Вообще-то нет. Потому что когда ты садишься за инструмент, ты становишься его частью, это нельзя ассоциировать вообще ни с чем.
Даже со своими эмоциями?
Нет. Можно передать определенное состояние, тогда, может быть, какая-то эмоциональная сторона возникает, скорее всего, за счет динамики, но я как раз тот барабанщик, который любит играть либо тихо, либо вообще не играть. Для меня пауза между звуками имеет такое же значение, как и сам звук. Это то, что мы называем лига или легато – переход от одного звука в другой. Я люблю играть тишину или вообще максимально тихо, насколько это возможно. Поэтому тут эмоциональная составляющая… Если говорить об уровне звука, то он или очень тихий, или очень громкий. Даже не знаю. Ты просто становишься частью некоего пространства.
Правильно ли я понимаю, что если взять партитуру Баха, то там барабаны не очень участвуют?
Там сплошные барабаны, у него все на ритме построено. Бах вообще был первый джазовый исполнитель в мире.
(Смеется.)
А чего вы смеетесь, вы послушайте Чарли Паркера и Баха. Возьмите любую бибоповую тему. Технически она будет очень похожа. Они это взяли, может быть, не специально, а подсознательно.
Один датский богослов сказал, что людям, которым не нравится читать «Малый катехизис» Лютера, нужно слушать Баха и они получат то же самое. То есть он в Бахе видел какую-то квинтэссенцию лютеранского богословия.

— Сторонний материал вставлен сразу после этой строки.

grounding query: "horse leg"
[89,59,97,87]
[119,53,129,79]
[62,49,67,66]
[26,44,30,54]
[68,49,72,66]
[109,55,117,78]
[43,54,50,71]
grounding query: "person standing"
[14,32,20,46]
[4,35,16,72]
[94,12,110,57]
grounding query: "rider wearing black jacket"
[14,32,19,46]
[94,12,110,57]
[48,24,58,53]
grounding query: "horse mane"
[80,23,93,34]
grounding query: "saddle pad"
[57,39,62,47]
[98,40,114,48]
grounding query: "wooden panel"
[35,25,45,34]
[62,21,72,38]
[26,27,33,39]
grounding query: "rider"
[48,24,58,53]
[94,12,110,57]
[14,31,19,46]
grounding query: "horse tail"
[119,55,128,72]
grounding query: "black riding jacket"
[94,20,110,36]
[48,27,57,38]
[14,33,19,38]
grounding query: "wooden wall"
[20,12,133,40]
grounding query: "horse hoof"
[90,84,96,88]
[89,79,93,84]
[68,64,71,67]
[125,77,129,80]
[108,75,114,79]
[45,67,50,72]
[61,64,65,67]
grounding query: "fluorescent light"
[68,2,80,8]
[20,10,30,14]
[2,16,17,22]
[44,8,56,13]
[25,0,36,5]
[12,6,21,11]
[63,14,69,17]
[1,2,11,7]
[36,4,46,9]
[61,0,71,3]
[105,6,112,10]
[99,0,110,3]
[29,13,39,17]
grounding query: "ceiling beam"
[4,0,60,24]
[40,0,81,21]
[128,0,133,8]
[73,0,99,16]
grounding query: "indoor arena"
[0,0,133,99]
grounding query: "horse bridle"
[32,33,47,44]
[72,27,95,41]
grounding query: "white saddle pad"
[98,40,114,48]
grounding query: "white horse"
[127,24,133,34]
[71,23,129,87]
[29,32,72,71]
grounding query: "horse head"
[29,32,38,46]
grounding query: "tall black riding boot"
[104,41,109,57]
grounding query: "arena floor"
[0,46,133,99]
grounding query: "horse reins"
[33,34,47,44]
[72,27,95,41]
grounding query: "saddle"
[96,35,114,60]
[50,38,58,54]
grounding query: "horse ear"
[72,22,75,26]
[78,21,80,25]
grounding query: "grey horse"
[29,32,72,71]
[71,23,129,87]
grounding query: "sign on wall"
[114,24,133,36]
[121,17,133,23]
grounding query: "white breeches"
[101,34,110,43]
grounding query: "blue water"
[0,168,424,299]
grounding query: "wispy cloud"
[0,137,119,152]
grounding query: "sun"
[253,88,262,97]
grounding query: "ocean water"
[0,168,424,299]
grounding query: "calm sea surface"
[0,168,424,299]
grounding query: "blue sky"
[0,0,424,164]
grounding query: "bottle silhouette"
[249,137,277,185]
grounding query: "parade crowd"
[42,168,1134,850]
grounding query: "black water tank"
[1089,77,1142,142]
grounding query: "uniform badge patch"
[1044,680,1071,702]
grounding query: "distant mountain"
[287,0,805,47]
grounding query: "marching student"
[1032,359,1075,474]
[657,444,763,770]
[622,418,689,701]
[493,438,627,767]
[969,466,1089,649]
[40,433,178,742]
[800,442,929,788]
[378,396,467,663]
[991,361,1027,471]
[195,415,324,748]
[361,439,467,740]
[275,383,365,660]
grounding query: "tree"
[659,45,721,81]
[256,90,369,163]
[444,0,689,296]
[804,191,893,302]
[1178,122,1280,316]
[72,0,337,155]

Да, это с богословской стороны. С музыкальной стороны там настолько мощная ритмическая основа, что барабанщики могут ему только позавидовать. Бах был барабанщиком, у него было ритмическое мышление, это правда. У него все через ритмику. Послушайте, как Гленн Гульд играет «Вариации Гольдберга» – эти темпы бесконечные, эти флэмы, форшлаги, которые просто в пальцах, в исполнении на фортепиано. То же самое можно сыграть на барабане. Техника близкая, но инструмент другой. Послушайте любую тему Чарли Паркера, Apple Pie или что угодно, и вы поймете, насколько это соприкасается с Бахом. Такое же ритмически-фактурное построение у него было изначально заложено в музыке. То же самое, что синкопа. Одна из моих работ называется «Синкопы Стравинского». Говорят, что синкопа – это джазовое производство. Ничего подобного, у Стравинского в «Весне священной» одни синкопы. Другой разговор, что они потом были сильнее отджазированы, они сели в грув так называемый. Ведь мы не можем ничего нового родить. Нот всего семь белых и пять черных. Мы варьируем одно и то же.
А какое богословие воспроизводит джаз? Какое миропонимание воспроизводят джазовые импровизации?
Дело в том, что это зависит от веры каждого человека. Я все-таки в этом смысле колтрейнист: А Love Supreme, высшая любовь. Этот образ, безусловно, есть. Какой он, мы не знаем. Но мы же чувствуем чью-то заботу о нас. Иногда меня ангел спасал, два-три раза совершенно точно. Один раз это был автомобильный инцидент в Германии, где высшая любовь меня просто спасла.
У Сэлинджера в одном рассказе мальчик Бадди молился, чтобы никакого фаворитизма бог к нему не проявлял, чтобы не было особой милости. То, что вы ссылаетесь на проявление безусловной любви в том, что вас спасло в инциденте, немного напоминает фаворитизм.
Может быть, в каком-то смысле так и есть. Но я имел в виду другое – я имел в виду нашу взаимосвязь с «нечто». Мы же не живем в пустом пространстве, мы наверняка не одни на этой планете, мы – часть какого-то большого космического организма. Когда я говорю, что это состояние становится частью музыки, может быть, более точно было бы определить, что барабанщик или любой другой исполнитель, находящийся в этом состоянии, становится не частью звука, а частью какого-то пространства. Мы просто малюсенькие микроны, частицы этого организма, мы должны функционировать и понимать. И вот музыка дает понимание взаимоотношения с «нечто». Мы опять вернулись к этому слову.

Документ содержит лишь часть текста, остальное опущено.